With the mod_dav_svn patch, I end up in core_output_filter on an aborted connection with this call stack: #3 0x00c526a8 in core_output_filter (f=0x9f97080, b=0xa013bb0) at /usr/src/debug/httpd-2.0.52/ server/core.c:3966 #4 0x00c49009 in ap_pass_brigade (next=0x9f97080, bb=0xa013bb0) at /usr/src/debug/ httpd-2.0.52/server/util_filter.c:511 #5 0x00c33423 in chunk_filter (f=0xa013ab0, b=0xa013bb0) at /usr/src/debug/httpd-2.0.52/ modules/http/http_core.c:217 #6 0x00c49009 in ap_pass_brigade (next=0xa013ab0, bb=0xa013bb0) at /usr/src/debug/ httpd-2.0.52/server/util_filter.c:511 #7 0x00c4bae5 in ap_content_length_filter (f=0x9fcce48, b=0xa013bb0) at /usr/src/debug/ httpd-2.0.52/server/protocol.c:1241 #8 0x00c49009 in ap_pass_brigade (next=0x9fcce48, bb=0xa013bb0) at /usr/src/debug/ httpd-2.0.52/server/util_filter.c:511 #9 0x00c4b640 in end_output_stream (r=0x9fcc078) at /usr/src/debug/httpd-2.0.52/server/ protocol.c:1032 #10 0x00c387de in ap_process_request (r=0x9fcc078) at /usr/src/debug/httpd-2.0.52/modules/http/ http_request.c:256 #11 0x00c3363f in ap_process_http_connection (c=0x9f96b80) at /usr/src/debug/httpd-2.0.52/ modules/http/http_core.c:250 #12 0x00c46349 in ap_run_process_connection (c=0x9f96b80) at /usr/src/debug/httpd-2.0.52/ server/connection.c:42 #13 0x00c466b4 in ap_process_connection (c=0x9f96b80, csd=0x0) at /usr/src/debug/httpd-2.0.52/ server/connection.c:175 #14 0x00c39901 in child_main (child_num_arg=Variable "child_num_arg" is not available. ) at /usr/src/debug/httpd-2.0.52/server/mpm/prefork/prefork.c:609 #15 0x00c39af8 in make_child (s=0x9eb8e88, slot=0) at /usr/src/debug/httpd-2.0.52/server/mpm/ prefork/prefork.c:649 #16 0x00c39c17 in startup_children (number_to_start=8) at /usr/src/debug/httpd-2.0.52/server/ mpm/prefork/prefork.c:721 #17 0x00c3a4db in ap_mpm_run (_pconf=0x9eb70a8, plog=0x9ee3158, s=0x9eb8e88) at /usr/src/ debug/httpd-2.0.52/server/mpm/prefork/prefork.c:940 #18 0x00c4134a in main (argc=2, argv=0xbfff3694) at /usr/src/debug/httpd-2.0.52/server/main.c: 618 which I guess means Subversion isn't the only such caller. Is it just me or is checking c->aborted all the time a pretty awkward thing to expect callers to do? I'm not familiar enough with Apache's innards to know what returning failures from core_output_filter would do, but it does seem more inline with callers' usual expectations.

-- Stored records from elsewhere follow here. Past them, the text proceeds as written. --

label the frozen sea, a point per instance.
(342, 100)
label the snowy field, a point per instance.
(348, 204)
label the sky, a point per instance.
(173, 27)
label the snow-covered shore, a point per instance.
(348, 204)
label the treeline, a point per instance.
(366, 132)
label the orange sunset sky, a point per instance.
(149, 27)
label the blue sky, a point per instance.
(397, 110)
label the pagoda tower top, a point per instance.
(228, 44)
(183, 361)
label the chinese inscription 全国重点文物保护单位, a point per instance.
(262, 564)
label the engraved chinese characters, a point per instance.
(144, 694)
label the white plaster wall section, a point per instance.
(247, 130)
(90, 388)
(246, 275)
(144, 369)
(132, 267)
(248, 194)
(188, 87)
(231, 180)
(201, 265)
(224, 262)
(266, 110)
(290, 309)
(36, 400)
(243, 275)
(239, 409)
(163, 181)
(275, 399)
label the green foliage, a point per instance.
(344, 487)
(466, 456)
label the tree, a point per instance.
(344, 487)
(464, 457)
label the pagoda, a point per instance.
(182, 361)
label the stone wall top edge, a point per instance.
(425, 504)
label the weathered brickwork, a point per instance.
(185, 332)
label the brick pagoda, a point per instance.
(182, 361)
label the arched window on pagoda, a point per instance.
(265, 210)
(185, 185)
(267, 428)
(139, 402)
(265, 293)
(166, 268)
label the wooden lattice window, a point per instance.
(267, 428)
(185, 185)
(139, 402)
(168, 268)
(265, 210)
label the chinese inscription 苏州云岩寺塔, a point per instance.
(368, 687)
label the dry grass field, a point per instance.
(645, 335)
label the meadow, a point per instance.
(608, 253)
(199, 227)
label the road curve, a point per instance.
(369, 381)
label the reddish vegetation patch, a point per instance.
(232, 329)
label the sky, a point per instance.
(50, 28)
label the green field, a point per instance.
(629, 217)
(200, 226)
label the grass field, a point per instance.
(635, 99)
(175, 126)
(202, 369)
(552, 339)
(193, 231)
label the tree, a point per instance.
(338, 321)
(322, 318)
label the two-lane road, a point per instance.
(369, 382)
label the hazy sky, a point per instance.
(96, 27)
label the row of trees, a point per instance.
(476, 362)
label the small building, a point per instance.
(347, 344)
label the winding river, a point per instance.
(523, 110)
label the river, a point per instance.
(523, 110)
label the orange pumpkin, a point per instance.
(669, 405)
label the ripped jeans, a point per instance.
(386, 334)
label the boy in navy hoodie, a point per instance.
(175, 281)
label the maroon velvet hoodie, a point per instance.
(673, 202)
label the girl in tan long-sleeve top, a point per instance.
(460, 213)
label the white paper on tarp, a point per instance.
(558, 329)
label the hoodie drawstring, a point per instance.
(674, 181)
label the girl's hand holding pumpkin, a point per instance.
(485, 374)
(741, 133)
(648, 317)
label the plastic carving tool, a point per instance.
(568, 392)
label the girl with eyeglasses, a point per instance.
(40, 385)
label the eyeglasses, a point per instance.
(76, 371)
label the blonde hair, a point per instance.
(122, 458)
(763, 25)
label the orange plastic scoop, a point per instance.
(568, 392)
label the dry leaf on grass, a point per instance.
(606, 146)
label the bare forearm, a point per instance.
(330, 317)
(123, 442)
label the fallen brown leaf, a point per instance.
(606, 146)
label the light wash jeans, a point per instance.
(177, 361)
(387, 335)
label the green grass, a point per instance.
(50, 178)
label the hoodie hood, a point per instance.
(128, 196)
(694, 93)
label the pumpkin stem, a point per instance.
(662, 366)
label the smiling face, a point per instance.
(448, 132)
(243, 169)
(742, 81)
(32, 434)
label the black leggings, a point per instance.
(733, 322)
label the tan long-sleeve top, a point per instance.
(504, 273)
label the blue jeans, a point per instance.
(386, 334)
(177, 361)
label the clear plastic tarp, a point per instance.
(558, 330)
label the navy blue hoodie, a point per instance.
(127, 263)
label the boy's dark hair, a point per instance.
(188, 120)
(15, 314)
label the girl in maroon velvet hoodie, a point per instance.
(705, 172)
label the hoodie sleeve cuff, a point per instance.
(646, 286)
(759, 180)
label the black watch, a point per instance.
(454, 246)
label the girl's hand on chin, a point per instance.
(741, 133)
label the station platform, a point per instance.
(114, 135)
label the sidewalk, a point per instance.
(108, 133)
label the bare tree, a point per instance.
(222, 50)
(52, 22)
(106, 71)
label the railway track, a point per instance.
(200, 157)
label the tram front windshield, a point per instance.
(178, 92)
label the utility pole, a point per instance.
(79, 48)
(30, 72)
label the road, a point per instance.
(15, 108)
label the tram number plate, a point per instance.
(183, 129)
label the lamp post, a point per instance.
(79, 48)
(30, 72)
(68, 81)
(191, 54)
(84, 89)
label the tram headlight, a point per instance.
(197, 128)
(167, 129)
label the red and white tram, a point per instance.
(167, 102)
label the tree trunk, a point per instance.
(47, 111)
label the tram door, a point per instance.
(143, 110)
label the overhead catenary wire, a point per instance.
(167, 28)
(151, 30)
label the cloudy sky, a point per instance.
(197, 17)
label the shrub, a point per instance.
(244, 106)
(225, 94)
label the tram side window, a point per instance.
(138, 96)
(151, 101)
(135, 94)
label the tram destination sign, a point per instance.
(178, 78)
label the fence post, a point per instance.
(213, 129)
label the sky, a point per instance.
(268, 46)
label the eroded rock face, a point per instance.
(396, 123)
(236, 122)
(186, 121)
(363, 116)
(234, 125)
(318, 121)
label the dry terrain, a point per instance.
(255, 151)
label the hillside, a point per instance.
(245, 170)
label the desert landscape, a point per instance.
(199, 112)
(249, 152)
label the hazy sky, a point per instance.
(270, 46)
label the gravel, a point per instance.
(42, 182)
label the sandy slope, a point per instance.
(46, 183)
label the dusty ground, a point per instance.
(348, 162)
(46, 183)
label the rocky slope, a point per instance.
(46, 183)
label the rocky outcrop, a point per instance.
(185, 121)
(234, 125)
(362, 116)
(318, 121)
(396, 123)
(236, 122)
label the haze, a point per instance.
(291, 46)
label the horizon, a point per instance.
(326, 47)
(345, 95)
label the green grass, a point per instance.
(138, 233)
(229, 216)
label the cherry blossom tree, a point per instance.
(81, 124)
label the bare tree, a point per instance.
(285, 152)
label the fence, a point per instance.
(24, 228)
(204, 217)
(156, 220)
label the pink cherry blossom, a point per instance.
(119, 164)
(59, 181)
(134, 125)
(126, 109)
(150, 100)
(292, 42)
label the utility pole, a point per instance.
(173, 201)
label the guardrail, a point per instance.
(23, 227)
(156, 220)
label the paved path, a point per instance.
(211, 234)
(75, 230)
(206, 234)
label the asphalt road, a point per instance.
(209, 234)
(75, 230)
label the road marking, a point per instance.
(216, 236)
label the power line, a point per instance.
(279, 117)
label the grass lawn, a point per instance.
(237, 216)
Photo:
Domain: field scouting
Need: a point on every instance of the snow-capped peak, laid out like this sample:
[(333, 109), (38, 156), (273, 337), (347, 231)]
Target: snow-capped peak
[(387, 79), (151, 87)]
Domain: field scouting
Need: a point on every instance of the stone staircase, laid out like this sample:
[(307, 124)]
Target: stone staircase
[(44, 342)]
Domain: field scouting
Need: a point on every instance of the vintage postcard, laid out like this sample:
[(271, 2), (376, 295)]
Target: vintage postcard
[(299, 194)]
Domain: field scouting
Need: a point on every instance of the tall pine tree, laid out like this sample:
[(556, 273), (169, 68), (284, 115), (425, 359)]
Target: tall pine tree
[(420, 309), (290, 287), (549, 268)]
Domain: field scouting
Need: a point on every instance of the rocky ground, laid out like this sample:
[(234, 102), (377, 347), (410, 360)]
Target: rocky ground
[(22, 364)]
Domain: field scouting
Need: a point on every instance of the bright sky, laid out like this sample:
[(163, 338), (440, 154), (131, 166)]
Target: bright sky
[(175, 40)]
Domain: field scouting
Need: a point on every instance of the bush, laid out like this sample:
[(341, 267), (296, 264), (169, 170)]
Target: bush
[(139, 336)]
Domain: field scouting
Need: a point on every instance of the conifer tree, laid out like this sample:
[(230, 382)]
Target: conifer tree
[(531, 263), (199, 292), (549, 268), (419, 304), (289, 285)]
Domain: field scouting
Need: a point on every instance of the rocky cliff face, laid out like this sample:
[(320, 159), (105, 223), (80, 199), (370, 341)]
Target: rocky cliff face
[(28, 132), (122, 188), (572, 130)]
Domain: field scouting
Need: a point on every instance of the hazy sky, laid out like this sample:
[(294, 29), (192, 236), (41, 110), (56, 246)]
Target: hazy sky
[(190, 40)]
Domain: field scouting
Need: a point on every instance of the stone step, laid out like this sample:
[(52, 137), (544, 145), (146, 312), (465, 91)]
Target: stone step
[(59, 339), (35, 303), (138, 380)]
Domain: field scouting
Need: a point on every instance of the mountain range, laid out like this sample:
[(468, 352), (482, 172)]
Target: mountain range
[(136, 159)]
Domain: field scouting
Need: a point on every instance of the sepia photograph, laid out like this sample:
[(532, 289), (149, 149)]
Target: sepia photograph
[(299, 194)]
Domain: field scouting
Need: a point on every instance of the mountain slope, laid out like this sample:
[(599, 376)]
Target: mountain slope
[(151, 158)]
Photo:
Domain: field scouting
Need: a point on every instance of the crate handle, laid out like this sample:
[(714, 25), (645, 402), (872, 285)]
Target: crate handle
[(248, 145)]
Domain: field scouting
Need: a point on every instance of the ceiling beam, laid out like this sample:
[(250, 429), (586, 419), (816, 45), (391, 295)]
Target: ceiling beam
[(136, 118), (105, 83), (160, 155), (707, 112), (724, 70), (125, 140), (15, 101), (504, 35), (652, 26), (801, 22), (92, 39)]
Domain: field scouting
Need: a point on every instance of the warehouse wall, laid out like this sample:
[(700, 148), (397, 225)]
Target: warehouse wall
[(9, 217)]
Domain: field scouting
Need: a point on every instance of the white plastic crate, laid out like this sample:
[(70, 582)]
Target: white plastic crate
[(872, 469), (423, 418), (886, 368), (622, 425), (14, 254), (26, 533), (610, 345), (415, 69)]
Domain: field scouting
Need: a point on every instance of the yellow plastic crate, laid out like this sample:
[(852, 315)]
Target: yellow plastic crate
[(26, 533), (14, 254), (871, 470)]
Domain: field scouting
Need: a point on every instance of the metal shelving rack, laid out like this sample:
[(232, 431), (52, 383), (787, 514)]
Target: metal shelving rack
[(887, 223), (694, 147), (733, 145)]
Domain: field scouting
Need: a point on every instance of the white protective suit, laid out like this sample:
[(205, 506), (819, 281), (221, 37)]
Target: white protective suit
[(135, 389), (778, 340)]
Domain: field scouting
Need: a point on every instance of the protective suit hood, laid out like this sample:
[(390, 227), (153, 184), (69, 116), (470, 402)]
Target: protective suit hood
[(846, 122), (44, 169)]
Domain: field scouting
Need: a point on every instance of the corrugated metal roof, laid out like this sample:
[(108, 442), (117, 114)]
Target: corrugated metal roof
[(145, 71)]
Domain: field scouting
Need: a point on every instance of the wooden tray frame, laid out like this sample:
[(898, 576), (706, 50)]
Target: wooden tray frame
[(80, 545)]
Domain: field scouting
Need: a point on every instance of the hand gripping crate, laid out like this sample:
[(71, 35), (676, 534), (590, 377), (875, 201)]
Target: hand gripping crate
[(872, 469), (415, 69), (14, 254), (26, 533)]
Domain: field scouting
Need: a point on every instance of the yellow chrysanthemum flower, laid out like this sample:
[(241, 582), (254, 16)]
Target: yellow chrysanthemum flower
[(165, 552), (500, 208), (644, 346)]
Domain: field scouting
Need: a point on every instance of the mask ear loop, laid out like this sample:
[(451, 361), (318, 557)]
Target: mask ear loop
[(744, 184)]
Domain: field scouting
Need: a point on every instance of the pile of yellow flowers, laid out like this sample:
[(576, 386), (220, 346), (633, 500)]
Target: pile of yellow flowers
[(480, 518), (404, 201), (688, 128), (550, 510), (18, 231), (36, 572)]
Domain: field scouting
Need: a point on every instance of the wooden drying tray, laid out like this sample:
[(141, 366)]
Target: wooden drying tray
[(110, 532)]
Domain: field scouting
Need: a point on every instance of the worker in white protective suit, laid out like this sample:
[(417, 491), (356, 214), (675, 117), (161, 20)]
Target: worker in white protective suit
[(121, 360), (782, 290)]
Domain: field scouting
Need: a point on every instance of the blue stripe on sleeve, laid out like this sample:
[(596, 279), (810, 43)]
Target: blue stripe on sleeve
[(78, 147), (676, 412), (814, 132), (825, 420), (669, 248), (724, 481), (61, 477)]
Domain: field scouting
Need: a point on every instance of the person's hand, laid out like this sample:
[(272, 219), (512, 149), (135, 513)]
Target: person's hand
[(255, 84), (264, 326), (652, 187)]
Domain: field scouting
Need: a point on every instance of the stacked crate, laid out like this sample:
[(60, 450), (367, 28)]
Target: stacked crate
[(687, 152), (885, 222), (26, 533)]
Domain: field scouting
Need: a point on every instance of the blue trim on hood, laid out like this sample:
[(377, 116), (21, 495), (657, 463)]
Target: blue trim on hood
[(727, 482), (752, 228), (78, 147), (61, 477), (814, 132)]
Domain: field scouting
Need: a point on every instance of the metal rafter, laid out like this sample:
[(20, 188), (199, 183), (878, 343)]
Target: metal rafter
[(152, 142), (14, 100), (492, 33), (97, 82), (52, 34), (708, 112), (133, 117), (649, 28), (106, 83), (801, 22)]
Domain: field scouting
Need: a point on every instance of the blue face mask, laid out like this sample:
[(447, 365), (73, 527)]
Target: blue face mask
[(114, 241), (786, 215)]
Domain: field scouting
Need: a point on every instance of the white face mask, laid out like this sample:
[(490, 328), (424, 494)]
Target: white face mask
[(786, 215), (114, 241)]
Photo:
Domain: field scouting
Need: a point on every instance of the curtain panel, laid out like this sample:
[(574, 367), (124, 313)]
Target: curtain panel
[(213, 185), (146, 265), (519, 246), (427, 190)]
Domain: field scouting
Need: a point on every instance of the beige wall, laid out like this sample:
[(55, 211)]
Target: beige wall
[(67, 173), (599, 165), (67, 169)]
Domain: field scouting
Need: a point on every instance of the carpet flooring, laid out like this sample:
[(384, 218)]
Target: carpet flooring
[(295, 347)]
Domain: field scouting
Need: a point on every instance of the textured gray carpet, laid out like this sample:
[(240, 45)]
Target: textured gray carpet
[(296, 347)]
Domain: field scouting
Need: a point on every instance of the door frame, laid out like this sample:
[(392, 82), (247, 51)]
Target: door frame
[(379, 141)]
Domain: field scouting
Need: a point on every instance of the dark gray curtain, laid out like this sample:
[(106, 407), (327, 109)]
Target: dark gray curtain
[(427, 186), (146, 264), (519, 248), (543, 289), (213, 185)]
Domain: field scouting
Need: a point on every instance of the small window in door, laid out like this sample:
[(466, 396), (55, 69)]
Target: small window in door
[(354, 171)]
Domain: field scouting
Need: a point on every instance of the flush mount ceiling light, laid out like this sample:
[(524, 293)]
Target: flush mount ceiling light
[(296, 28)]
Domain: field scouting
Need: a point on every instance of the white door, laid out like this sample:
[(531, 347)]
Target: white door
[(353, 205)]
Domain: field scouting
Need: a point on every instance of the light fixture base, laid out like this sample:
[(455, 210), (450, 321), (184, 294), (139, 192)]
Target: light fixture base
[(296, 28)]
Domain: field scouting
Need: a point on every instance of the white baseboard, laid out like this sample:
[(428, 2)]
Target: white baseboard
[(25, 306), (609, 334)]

Now that bug 31759 is fixed there should be no need for the core output filter to be doing this trick of returning APR_SUCCESS on failure AFAIK. It should now be safe and correct to always just return the error on that error path (I don't know why the EAGAIN check would be needed there either); and also add the check per comment 3, which can also just return APR_ECONNABORTED rather than hiding the failure.
What is the status of this bug and what are possible solutions? We have Subversion users running Apache 2.2.8, with mod_dav_svn 1.5.0 that still get this error pretty regularly, so I assume there is still some kind of fix needed.
This should be fixed on the 2.2.x branch now as of r791454.